Use this skill when the user needs advanced Vietnam stock analysis with vnstock, while staying safe on free-tier limits.

Important packaging note

This skill is self-contained and does not require shipping a separate vnstock/ docs folder. All operational knowledge needed by the agent is stored under:

  • references/

Read order

  1. Read references/capabilities.md.
  2. Read references/method_matrix.md for exact class/method mapping.
  3. Read references/free_tier_playbook.md before large runs.

Scope and constraints

  • Library: vnstock only.
  • Preferred sources: kbs first, vci fallback.
  • Never use tcbs.
  • Treat Screener API as unavailable unless user confirms it is restored in their installed version.

Free-tier operating rules

  • No API key: target <= 20 requests/minute.
  • Free API key: target <= 60 requests/minute.
  • Safe default pacing in scripts: 3.2s/request.
  • Reuse cached artifacts between steps.
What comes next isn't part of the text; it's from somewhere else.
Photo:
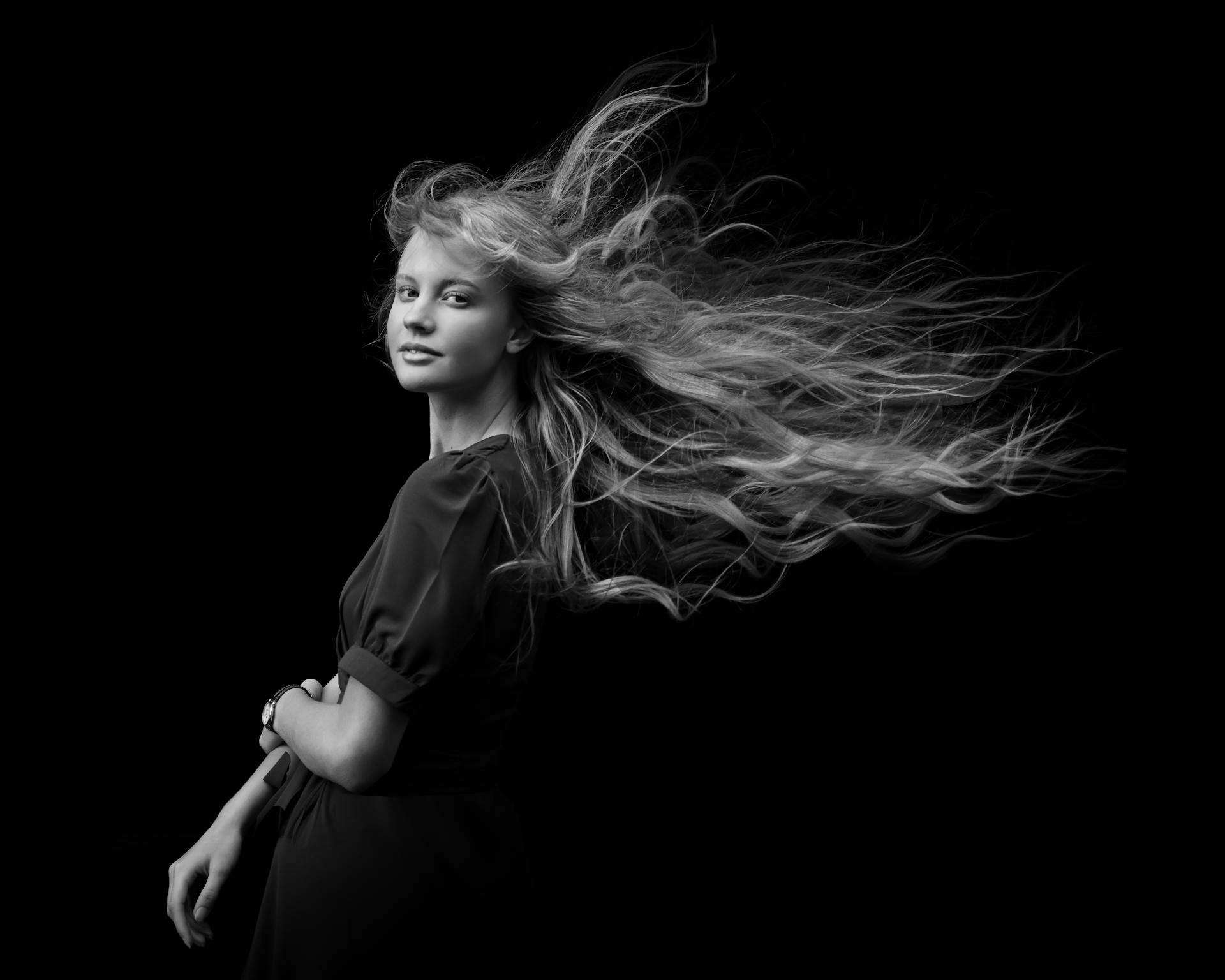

Shared confidence rubric (required)

Report confidence as High / Medium / Low using this standard:

  • High: universe coverage >= 95%, critical metrics coverage >= 80%, and hard errors <= 5% of symbols.
  • Medium: universe coverage >= 80%, critical metrics coverage >= 60%, and hard errors <= 15%.
  • Low: below Medium thresholds or material missing fields that can flip ranking results.

Always output:

  1. Confidence level.
  2. Coverage stats (symbols_requested, symbols_scored, % missing by key metric).
  3. Top missing fields that may change conclusions.

API key configuration (implemented)

  • Skill-local key file: .env
  • Variable: VNSTOCK_API_KEY
  • All API-calling scripts auto-load this key and call vnstock auth setup before requests.
  • You can override per run with --api-key "...".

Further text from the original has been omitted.